Farewell to Highmark Stadium, an old concrete home brimming with generations of memories
The Bills are moving across the street to the new Highmark Stadium next season.
By the time night falls on Sunday and the Buffalo Bills’ home game against the New York Jets goes final, it will mark the end of an era. There will never be a regular-season game played at the old Highmark Stadium again, quite a sobering fact as the mammoth new Highmark Stadium towers across the street.
Unless some absolute playoff tomfoolery happens, it will likely be the last Bills game ever played at the old Highmark Stadium.

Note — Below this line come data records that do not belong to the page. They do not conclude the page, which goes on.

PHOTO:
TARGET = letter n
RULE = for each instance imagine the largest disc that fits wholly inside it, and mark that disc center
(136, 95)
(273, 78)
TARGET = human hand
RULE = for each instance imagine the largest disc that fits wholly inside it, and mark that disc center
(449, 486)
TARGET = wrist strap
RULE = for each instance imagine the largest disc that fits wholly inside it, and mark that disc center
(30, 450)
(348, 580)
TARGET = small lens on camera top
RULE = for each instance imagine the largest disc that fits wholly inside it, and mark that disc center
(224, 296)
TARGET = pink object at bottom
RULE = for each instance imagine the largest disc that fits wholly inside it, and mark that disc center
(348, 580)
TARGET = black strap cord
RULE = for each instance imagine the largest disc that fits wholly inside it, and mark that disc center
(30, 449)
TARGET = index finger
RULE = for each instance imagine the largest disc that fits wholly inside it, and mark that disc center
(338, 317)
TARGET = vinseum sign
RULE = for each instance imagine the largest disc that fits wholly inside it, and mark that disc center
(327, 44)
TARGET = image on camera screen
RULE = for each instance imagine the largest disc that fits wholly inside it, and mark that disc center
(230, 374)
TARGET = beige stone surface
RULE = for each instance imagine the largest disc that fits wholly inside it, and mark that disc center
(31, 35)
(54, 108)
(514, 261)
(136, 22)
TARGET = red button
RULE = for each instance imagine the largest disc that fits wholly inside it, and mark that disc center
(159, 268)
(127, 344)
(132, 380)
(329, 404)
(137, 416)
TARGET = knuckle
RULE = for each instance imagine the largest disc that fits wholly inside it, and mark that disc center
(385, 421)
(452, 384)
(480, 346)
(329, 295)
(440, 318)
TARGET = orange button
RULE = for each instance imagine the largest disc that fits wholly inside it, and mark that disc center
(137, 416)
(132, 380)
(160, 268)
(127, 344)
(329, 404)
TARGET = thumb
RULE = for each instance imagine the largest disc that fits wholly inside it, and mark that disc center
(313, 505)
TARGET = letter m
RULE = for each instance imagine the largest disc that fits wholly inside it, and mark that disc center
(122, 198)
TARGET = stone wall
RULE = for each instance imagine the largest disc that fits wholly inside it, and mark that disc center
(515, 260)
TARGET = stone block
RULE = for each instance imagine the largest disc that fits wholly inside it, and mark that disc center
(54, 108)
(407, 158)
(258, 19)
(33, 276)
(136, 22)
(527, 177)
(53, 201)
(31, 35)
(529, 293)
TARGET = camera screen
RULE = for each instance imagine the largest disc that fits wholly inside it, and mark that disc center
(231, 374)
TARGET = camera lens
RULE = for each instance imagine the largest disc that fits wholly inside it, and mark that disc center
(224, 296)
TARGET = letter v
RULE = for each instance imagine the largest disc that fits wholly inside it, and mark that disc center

The Bills are treating it with ample revelry, having big plans for what is likely to be the final time fans pack into that stadium.
And there are many different ways to think about the Bills’ home of 53 years heading into Sunday’s final, and by now, you’ve probably read and watched your fill. But if you’ll indulge me, I’d like to add another one to the pile.
Rather than my usual notebook for the week, this game is bigger than a usual Week 18 matchup between a team that may rest many of their starters against a clearly tanking team. With due respect to the upcoming game, 53 years in one stadium calls for a bit more.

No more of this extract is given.